An exhaust port (duct exhaust port) 63 is formed in the upper part and the middle part of the rear surface side device mounting wall 30 b of the device installation wall 30. The exhaust port 63 which is the duct outlet of the introduced cooling air is provided so as to face the cooling target in order to directly guide the cooling air introduced from the outside of the housing to the cooling target in the control panel. In the present embodiment, an exhaust port is provided in the rear side device mounting wall 30b for each mounting position of the heat exchanger 64 to which the semiconductor power device (IGBT) 48 and the control unit (gate driver) 49 are mounted on the rear side device mounting wall 30b. 63 is formed. In the present embodiment, exhaust holes 63 on the mounting wall are provided at two locations in the width direction of the control panel in each of the upper part and the middle part. It is good also as one exhaust port corresponding to the magnitude | size of the opening part of the heat exchanger cover 65 mentioned later.
As shown in FIG. 6, the heat exchanger 64 is provided with a heat exchanger cover 65 that covers a heat exchanger (a heat sink unit described later). The heat exchanger cover 65 is positioned such that the opening (positioned on the rear side device mounting wall 30b side in FIG. 6; not shown) and the exhaust port 63 of the rear side device mounting wall 30b face each other. The flange portion of the exchanger cover 65 is attached to the back side device mounting wall 30b by using fastening means such as screws. In addition, two exhaust fans 66 are provided in an opening formed on the opposite side of the heat exchanger cover 65 from the back side device mounting wall 30b. Thus, the heat exchanger cover 65 effectively guides the cooling air from the exhaust port 63 of the back side device mounting wall 30b to the heat exchanger, and forms a wind tunnel for the cooling air to effectively pass through the heat exchanger. It will be. In addition to the heat exchanger cover 65, a duct connecting the opening of the heat exchanger cover 65 and the exhaust port 63 of the back side device mounting wall 30 b may be provided. In this way, by introducing the cooling air from the exhaust port 63 of the back side device mounting wall 30b to the heat exchanger 64, the air warmed in the control panel is mixed (wraps around) into the air flowing into the heat exchanger 64. This can be prevented, and cooling air can be effectively introduced into the heat exchanger 64. In particular, air that has been warmed by the heat of other equipment or the cooling target itself exists above the control panel, so preventing the warm air from flowing in effectively reduces the cooling air to the cooling target. The effect is great in introducing.
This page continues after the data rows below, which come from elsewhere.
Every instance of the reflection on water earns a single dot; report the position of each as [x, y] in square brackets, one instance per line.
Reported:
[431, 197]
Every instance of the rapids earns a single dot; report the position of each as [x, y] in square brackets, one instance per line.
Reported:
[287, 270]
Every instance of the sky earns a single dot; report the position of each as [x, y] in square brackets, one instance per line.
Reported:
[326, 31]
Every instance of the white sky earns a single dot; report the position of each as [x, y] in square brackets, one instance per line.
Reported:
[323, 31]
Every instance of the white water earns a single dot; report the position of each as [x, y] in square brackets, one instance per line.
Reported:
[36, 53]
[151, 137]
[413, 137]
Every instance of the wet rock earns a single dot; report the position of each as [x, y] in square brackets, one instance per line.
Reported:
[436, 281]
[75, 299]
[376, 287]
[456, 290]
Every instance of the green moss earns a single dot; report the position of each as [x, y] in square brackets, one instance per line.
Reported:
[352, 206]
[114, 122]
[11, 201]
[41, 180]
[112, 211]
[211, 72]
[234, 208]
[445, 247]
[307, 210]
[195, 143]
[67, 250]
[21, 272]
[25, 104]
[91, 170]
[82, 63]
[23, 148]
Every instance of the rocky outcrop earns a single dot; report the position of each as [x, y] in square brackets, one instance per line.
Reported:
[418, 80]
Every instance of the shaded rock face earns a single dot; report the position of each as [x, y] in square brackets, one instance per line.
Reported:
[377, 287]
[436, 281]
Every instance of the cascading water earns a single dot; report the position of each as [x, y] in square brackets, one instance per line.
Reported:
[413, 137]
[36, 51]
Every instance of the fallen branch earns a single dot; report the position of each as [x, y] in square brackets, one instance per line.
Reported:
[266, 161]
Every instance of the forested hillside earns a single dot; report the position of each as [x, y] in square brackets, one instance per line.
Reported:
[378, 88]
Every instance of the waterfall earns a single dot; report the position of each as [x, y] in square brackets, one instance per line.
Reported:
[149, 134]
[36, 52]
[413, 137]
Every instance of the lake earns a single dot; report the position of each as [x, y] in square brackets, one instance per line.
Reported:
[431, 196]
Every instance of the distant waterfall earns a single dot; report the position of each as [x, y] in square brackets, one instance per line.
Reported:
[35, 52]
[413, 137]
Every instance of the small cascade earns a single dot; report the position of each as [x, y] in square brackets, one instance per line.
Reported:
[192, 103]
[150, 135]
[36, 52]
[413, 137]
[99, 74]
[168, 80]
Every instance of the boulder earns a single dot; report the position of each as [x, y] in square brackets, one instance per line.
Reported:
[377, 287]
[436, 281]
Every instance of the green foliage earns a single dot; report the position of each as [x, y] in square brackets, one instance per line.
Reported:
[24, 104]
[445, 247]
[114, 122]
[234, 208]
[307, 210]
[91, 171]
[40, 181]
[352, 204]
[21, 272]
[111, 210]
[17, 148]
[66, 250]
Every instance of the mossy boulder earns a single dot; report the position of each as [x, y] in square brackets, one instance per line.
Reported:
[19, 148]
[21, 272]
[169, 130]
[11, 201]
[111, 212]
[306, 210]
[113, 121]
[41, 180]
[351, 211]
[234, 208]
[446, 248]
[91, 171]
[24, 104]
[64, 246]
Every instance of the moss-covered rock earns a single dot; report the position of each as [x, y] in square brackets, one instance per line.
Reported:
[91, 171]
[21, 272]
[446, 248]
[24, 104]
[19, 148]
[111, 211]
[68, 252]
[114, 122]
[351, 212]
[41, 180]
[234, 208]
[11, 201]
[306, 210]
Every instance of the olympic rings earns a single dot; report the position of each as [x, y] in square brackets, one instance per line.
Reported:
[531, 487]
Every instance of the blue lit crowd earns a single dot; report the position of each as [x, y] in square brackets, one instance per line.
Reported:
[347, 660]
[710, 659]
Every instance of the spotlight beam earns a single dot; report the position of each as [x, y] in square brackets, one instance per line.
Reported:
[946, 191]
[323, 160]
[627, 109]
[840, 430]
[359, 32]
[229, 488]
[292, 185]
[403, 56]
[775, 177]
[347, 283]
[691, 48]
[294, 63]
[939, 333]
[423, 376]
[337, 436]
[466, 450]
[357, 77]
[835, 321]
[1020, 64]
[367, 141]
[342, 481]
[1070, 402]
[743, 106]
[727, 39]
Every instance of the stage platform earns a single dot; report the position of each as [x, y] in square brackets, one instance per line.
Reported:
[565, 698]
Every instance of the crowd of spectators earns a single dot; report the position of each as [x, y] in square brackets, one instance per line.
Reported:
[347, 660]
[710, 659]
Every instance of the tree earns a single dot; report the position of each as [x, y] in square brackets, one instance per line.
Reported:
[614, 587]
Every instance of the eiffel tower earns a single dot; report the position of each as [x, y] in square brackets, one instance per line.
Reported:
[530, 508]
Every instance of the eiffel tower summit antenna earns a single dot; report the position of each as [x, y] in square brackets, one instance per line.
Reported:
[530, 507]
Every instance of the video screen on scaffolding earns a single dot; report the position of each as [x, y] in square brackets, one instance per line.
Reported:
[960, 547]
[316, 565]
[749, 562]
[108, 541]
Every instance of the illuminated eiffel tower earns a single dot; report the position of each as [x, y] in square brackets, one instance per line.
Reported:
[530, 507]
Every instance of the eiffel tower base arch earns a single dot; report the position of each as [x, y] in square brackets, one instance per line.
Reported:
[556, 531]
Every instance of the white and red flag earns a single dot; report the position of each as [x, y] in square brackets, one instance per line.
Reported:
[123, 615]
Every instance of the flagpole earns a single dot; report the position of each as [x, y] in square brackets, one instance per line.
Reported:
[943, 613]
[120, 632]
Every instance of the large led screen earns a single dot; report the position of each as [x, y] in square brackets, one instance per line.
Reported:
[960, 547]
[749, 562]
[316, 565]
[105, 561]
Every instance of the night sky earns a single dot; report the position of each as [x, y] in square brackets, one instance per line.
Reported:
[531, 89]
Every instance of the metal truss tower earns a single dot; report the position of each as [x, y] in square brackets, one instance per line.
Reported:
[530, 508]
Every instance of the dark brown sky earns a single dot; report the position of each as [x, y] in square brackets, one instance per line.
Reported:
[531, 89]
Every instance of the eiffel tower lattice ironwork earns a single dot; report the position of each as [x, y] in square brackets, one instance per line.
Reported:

  In this embodiment, the exhaust fan 66 is attached to the heat exchanger cover 65 that covers the object to be cooled (the heat exchanger in this embodiment), but the exhaust fan 66 is installed on the frame 20 constituting the housing 10. You may make it support. In this case, it is desirable to provide a duct connecting the cover of the exhaust fan 66 and the opening on the exhaust fan side of the heat exchanger cover 65.

  In the present embodiment, the heat exchanger 64 is supported by the rear device mounting wall 30b, but may be installed and supported on the frame 20 constituting the housing 10. As shown in FIG. 7, the frame to which the heat exchanger 64 is attached is provided at a height at which the heat exchanger is located, separately from the frame 20 constituting the outer frame of the casing, and the column of the outer frame of the casing. It is a frame 20b extending in the lateral direction with both ends supported by the frame 20a. In this case, the exhaust fan 66 and the heat exchanger 64 are attached to the frame 20b with the frame 20b interposed therebetween. As described above, the exhaust fan 66 generates a main working force for guiding the cooling air into the control panel or the air duct. An axial fan is used as the exhaust fan 66, but is not limited thereto.
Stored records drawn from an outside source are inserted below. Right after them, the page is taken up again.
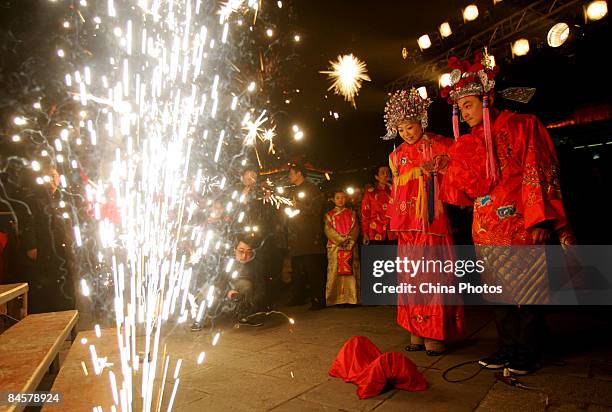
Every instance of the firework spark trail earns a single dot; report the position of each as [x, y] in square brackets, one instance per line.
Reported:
[160, 93]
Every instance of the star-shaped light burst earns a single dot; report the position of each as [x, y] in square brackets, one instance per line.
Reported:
[347, 74]
[254, 129]
[268, 135]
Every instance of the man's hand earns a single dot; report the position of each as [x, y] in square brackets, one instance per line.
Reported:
[32, 254]
[540, 235]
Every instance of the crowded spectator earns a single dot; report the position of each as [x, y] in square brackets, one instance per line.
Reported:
[305, 240]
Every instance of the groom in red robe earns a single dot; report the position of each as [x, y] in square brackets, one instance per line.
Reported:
[507, 169]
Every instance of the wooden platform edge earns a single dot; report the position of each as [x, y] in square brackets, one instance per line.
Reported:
[48, 360]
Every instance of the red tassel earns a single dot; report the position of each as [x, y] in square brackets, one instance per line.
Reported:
[456, 121]
[492, 170]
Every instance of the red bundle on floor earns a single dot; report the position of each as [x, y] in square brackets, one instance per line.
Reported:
[361, 362]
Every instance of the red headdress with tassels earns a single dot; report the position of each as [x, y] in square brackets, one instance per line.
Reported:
[474, 79]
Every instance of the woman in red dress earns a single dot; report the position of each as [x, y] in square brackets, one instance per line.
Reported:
[422, 226]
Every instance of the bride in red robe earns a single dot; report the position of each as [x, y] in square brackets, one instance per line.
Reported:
[419, 219]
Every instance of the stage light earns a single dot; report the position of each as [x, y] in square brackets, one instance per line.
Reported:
[424, 42]
[470, 13]
[445, 30]
[597, 10]
[558, 34]
[492, 60]
[520, 47]
[444, 80]
[422, 92]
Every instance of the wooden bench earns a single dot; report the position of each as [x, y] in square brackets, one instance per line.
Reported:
[29, 348]
[80, 388]
[13, 291]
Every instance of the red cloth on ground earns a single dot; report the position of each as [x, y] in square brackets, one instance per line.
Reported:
[361, 362]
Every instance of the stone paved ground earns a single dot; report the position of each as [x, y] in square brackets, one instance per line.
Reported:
[282, 368]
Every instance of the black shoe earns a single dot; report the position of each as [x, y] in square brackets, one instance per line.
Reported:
[522, 365]
[249, 322]
[497, 360]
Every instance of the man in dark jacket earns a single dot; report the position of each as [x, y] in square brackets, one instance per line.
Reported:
[306, 245]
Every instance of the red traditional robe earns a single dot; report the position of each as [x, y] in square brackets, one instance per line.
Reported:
[526, 195]
[528, 192]
[374, 220]
[427, 316]
[342, 230]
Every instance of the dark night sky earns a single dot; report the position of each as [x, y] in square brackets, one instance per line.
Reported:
[376, 31]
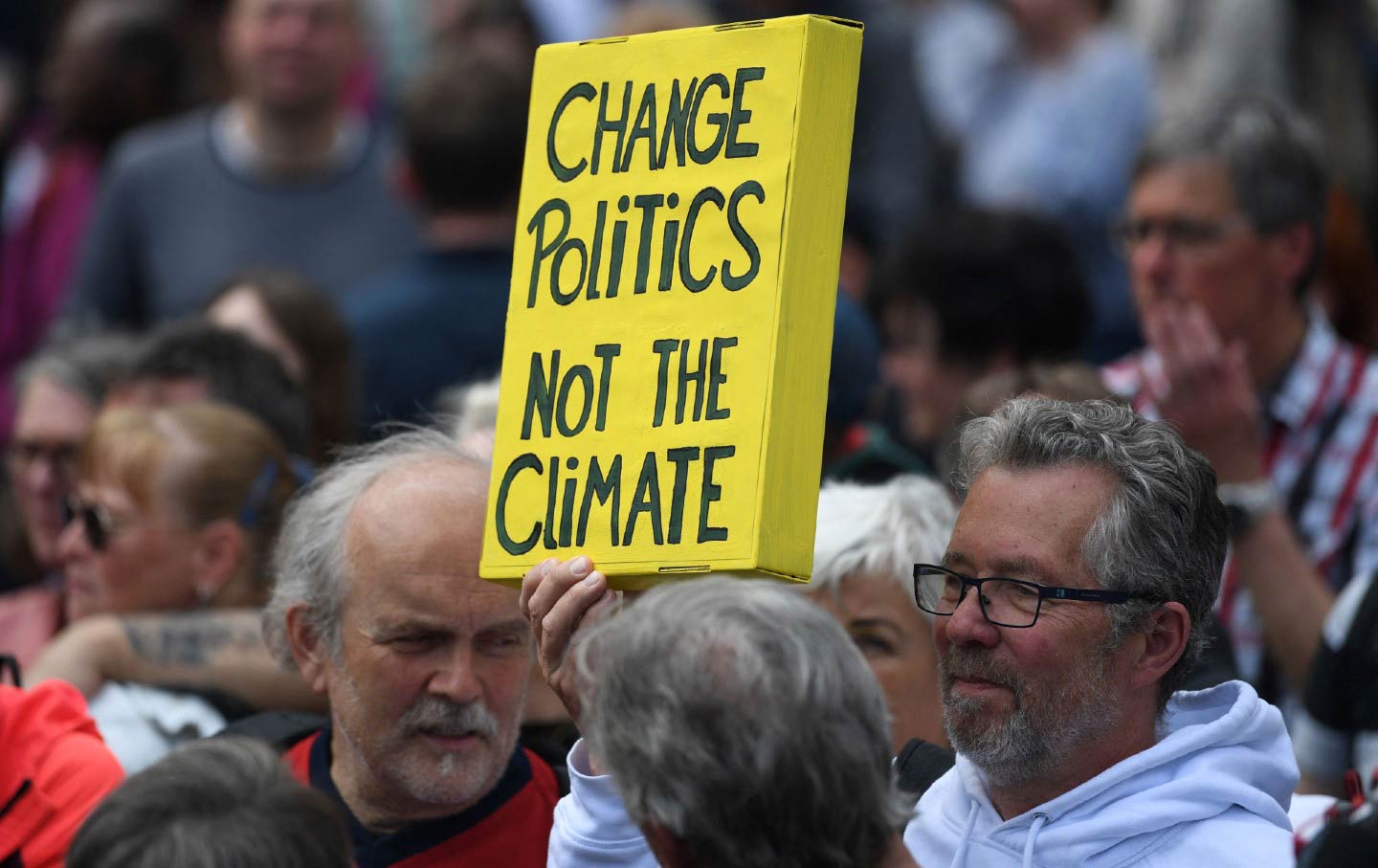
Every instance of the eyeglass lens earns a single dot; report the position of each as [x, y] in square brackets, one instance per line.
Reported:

  A panel exhaust port 67 is provided at the position of the back panel 12 facing the exhaust fan 66. In other words, a panel exhaust port is formed in the housing at a position facing a heat exchanger that is a cooling target, and an exhaust fan is disposed between the panel exhaust port and the cooling target. The panel exhaust port 67 may be formed at two locations corresponding to the position of the exhaust fan 66, or one large exhaust port that covers the exhaust area shown in FIG. Each of them may be formed. The panel exhaust 67 is provided with a louver (not shown) for preventing rainwater and the like from entering.
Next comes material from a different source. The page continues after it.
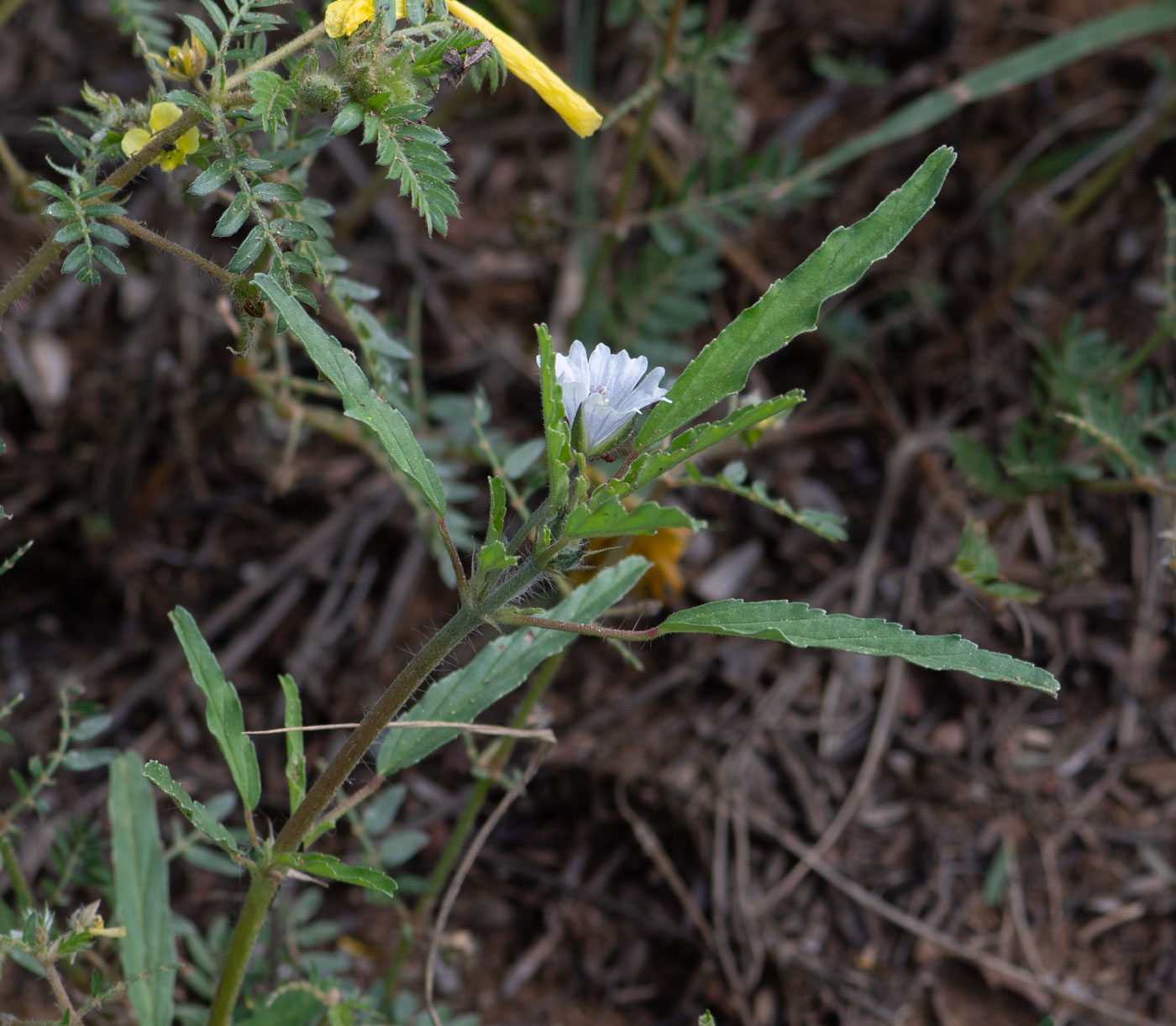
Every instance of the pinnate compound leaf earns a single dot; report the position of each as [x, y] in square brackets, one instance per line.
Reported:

  Thus, by providing the panel air inlet 61, the air fan 62, the air duct formed by the device mounting wall 30, the heat exchanger cover 65, the exhaust fan 66, and the panel air outlet 67, as shown in FIG. Then, a cooling air intake / exhaust path is formed in which air is introduced from the outside of the housing and is discharged to the outside of the housing via the heat exchanger 64. And the air outside a housing | casing can be directly induced | guided | derived to cooling object (a heat exchanger in a present Example) with low temperature.

  In addition, although each fan is operated by regular operation, it is not limited to this. For example, a temperature sensor may be provided on the cooling target, and the fan drive may be controlled based on the output of the temperature sensor.

  Next, a connection structure of the heat exchanger 64, the semiconductor power device (IGBT) 48, and the control unit (gate driver) 49 will be described with reference to FIGS. 8 shows a side view of the connection structure of the heat exchanger 64, the semiconductor power device (IGBT) 48, and the control unit (gate driver) 49, and FIG. 9 shows a top view of the connection structure.

  The heat exchanger 64 is configured as a heat sink unit, and includes a plurality of heat pipes 70 and a connection plate 71 in which one end side of the plurality of heat pipes 70 is embedded. The other end side of the plurality of heat pipes 70 is formed to rise vertically from the connection plate 71. A plurality of fins 72 are attached to the plurality of heat pipes 70 in order to enhance heat exchange with the cooling air. The heat pipe 70, the connection plate 71, and the fin 72 are each made of a material having excellent thermal conductivity such as copper.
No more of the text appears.